Kim Joon (Lee David) is the new kid on the block at this elite institution, and the film opens its pessimistic tale with him being interrogated as a suspect for Yoo-Jin's death. Kim is studious and determined to get in the nation's most prestigious university (Seoul National University), a dream that many Koreans share but few are actually able to achieve. His involvement in Yoo-jin's murder is unclear, and the film proceeds to take us back to when Kim first arrived at the school and slowly adds weight and perspective to the curious mysterious circumstances that shadow Yoo-jin's passing.
This is how "Pluto" progresses as present moments and tensions are juxtapositioned with the recent past. This choice of narrative structure is effective and thrilling, and spectators are allowed to witness the boiling of the kettle one bubble at a time. The fire driving the boil is a combination of your typical high school pressures (humiliation, peer pressure, social hierarchies, etc.) and the extraordinary, and tragic, consequences of Korean culture around education and achievement. Suicide, depression, and anxiety are splatter across the screen in varying shades and thickness, around which these young minds melt and mould into the curious casts society has burdened them with.

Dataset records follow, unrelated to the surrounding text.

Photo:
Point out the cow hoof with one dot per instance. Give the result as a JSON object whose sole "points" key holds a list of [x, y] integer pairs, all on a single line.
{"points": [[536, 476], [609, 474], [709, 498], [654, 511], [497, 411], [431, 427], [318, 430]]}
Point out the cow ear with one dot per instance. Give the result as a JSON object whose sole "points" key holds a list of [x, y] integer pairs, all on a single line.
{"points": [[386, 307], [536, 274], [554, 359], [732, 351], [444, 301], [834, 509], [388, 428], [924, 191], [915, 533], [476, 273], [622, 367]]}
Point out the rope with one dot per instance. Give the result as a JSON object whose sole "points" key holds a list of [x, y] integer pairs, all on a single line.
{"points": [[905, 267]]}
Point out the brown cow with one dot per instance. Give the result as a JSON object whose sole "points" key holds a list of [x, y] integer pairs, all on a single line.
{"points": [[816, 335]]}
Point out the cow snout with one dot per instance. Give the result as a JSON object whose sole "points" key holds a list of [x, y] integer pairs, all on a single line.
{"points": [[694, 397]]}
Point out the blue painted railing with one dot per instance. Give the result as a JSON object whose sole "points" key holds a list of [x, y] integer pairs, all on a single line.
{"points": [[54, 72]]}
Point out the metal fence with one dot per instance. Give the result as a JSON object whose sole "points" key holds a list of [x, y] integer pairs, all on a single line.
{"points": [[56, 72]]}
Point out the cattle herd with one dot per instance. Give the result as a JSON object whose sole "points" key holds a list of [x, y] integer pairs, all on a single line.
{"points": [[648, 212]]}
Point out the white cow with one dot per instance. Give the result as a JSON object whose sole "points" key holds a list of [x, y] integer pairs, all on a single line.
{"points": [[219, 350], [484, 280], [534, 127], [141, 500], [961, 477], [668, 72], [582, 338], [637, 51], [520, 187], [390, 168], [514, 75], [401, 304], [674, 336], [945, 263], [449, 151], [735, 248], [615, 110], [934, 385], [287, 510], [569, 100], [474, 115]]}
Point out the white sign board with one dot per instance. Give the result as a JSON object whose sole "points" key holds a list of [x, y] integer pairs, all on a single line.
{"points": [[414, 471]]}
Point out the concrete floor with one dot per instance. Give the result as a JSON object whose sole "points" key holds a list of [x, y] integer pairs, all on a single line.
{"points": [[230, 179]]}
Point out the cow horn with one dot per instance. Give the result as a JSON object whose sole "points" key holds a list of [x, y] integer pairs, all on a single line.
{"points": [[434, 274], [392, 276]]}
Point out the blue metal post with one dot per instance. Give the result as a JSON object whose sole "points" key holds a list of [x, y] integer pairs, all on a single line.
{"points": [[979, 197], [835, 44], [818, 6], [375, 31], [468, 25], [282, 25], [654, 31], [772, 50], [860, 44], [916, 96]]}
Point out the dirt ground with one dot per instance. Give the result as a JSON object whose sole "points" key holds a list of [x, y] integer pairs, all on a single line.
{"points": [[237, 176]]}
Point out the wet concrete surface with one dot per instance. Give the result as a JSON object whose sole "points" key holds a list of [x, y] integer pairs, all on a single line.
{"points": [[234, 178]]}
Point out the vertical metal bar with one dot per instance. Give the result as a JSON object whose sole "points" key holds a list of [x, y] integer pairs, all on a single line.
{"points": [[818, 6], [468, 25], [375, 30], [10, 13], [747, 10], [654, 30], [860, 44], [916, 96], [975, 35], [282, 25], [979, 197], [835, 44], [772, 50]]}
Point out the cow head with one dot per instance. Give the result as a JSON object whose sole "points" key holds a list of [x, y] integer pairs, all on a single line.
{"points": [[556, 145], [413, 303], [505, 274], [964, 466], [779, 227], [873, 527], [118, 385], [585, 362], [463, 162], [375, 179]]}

"Pluto" is not only a culturally significant feature that reveals the hardships and morbid consequences of unrealistic educational pressures, but it is, in its own right, a beautifully composed event flecked with subtle pronunciations of the problem at hand. One such comes from the film's name itself, "Pluto": the lost little planet who was expelled from the cosmic order due to recent definitional disputes or, in classic mythology, the Greek God of the underworld; both understands are echoed throughout the film as themes that enrich the unfolding tale beyond mere narrative progression. The former planets inclusion also seems particularly apt for describing the larger system at play here, the greater puppet masters (i.e. Korean educational culture) and the young souls who are ask to dance to the sounds of that system.
This tale of strained cogs in a cruel and over-demanding clock is an important one, and I have yet to be exposed to a more telling and nuanced depiction of the Korea's current scholastic state of affairs. There are not real antagonists here, only victims of circumstance and a demanding culture of excellence and self-sacrifice. The 'world' in which these sad shadows dance is the real tragedy, it is the sadistic space in which these young minds are asked to survive in a cruel and Darwinian fashion.